As I have said elsewhere, I have constantly received the credit of unmasking a scoundrel simply because Quarles chose to remain in the background, but I have never claimed any credit to which I was not entitled. It was distinctly hard, therefore, when all the praise for bringing a series of crimes to light was given to him when justly it should have been accorded to me. I had been engaged on the work at the time the case of Eva Wilkinson had cropped up, my investigations had prevented my accompanying Quarles and Zena to Devonshire. He would be the first to deny that he had any part in solving these problems. I daresay I mentioned certain points about them to him, he may possibly have made a suggestion or two, but it is only because he had really nothing to do with them that they have found no place in his chronicle. I admit I was much annoyed, because I rather prided myself on the astuteness I had displayed.

Curiously enough, it was not only the public who persisted in giving him the credit, but the victims of my ingenuity as well, and the mistake was destined to bring peril to both of us in a most unexpected manner.

I was at breakfast one morning about a week after our little golfing holiday, when Quarles telephoned for me to go to him at once. He would give me no information, except that it was an urgent matter, and it was like him to ignore the possibility that I might have another engagement. As it happened I was free that morning, and was soon on my way to Chelsea.

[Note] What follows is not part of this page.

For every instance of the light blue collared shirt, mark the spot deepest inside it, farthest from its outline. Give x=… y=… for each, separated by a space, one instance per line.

I found him studying some pamphlets and letters which had apparently come altogether in the big envelope which was lying on the table.

"Have you seen the paper this morning?" he asked.

"I had just opened it when you 'phoned to me."

"Did you read that?"

He pointed to a paragraph headed, "Strange Affair in Savoy Street," and I read as follows:

"Last night, just after twelve o'clock, an elderly gentleman was walking down Savoy Street, and was approaching the Embankment end, when a man stepped from a doorway and deliberately fired at him. This was the old gentleman's story told to half a dozen pedestrians who came running to the spot. He seemed rather dazed, as well he might be, at the sudden attack, and his assailant had disappeared. None of those who were first upon the scene saw him, and although there is no doubt that a revolver was fired, and that the gentleman's description of the assailant's position was so exact that the bullet was found embedded in a door on the opposite side of the street, the denouement casts some doubt on the story. Quite a small crowd had collected by the time the police arrived, and then the old gentleman was not to be found. In the excitement he had slipped away without any one seeing him go. We understand that the police theory is that there was no attempt at murder, but that the old gentleman, having fired a revolver for a lark, or perhaps for a wager, told a tale to save himself from the consequences of his folly, and then, seizing his opportunity, quietly slipped away. Those who were first upon the spot say his dazed condition may have been the result of too much to drink. We cannot say the explanation is altogether satisfactory to us."

"Well?" said Quarles when he saw I had finished.